Sunday, 15 April 2018

Group 8- 11th April Class Notes


Public Interest Litigation
Is the legitimacy of/ trust in judicial activism being adversely affected by these twisted and sort of, personal conception of “public interest” by the judges?
The Supreme Court says that they’re doing the legislation a favor; argue that since they aren’t doing they’re job, the Judges have to. Use this as an excuse for judicial overreach.
Lots of PIL’s get clubbed together due to there being many of a similar category. Also, PILs are clubbed together in frivolous PIL cases. Use them as an excuse to get rid of many PILs in a single case.
In the past, cases on gender bias have been deemed as luxury litigation. Who decides what is luxury litigation, is the judicial agenda changing. Is it defined by the upper middle class concerns of the supreme court justices?
Who has locus standi? - If you get rid of locus standi, everyone will come to court.
Shri Dinesh Trivedi, MP. Case – Public has the right to information regarding their elected personnel – their assets, education, and if there are any criminal charges against them. PILs helped the public get to know their elected representatives background and finances.
What drives Public Interest Litigation? – Governance crisis that litigation can fill – leads to judicial overreach; triple talaq case example. – also cases reaching the court depend on the closeness of the high court to the supreme court – also depends on which judge does it reach.
Emergency played an important role in the history of PIL and other litigation. – Conclusion reached by Epp was wrong, critiqued by Upendra Bakshi. Only looked at reported cases(About 2000 PIL’s in a month) does not look at number of PILs.
Supreme court has given itself De-Facto/Docket Control over public interest litigation. – Which cases to hear, and who shall hear them is an enormous power.
Nepotism and power in getting your PIL heard. Is access to justice only for people who were anyways powerful? Are the personal conception of the individual justices reflected in their selection. Responsibility in filing PIL, of the people filing it? Or the people judging it?
Social action litigation, vs public interest litigation.
Question raised regarding PIL - Is judicial activism because people are bringing new types of cases? Or is it that the judiciary ‘s agenda changing?
PIL never abolished, because it helps the interests of the government, as a means to harass the opposition.
Group 7 Presentation on Public Interest Litigation:

PIL is a jurisdiction unique to the Indian higher judiciary that arose in the late 1970s in the aftermath of the political Emergency of 1975-77.

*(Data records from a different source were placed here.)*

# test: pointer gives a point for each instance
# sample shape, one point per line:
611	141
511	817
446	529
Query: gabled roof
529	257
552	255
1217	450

Allowed the Common Man to be heard in regards to the politicians.

Characteristics
·       Procedural flexibility – Not bound by the same rules of procedures.
·       Procedures for rehabilitation distinguished. Humanitarianism should be distinguished from miscarriage of mercy.
·       No consistent reasoning for PIL’s.
Operates under the standing of “vacuum in governance, the Court rushes to fill it
Judges in PIL:
·       Have tremendous power, to design innovative solutions, direct policy changes, catalyse law-making, reprimand officials and enforce orders.

Delhi in the early 2000s went through dramatic transformations that are recognizable in cities all over the Global South. What marks Delhi’s dislocations as distinct is their source and their basis — they are based not, as in the past, on administrative or municipal policy or executive directions, but on judicial directions in a series of PILs concerning the city.

The question worth asking is how and why did PIL emerge as the primary agent of such transformations in Delhi and dominate for so long?

Only with the 2010 CWG did the City Legislature and Executive reassert their authority that too requiring full Central backing.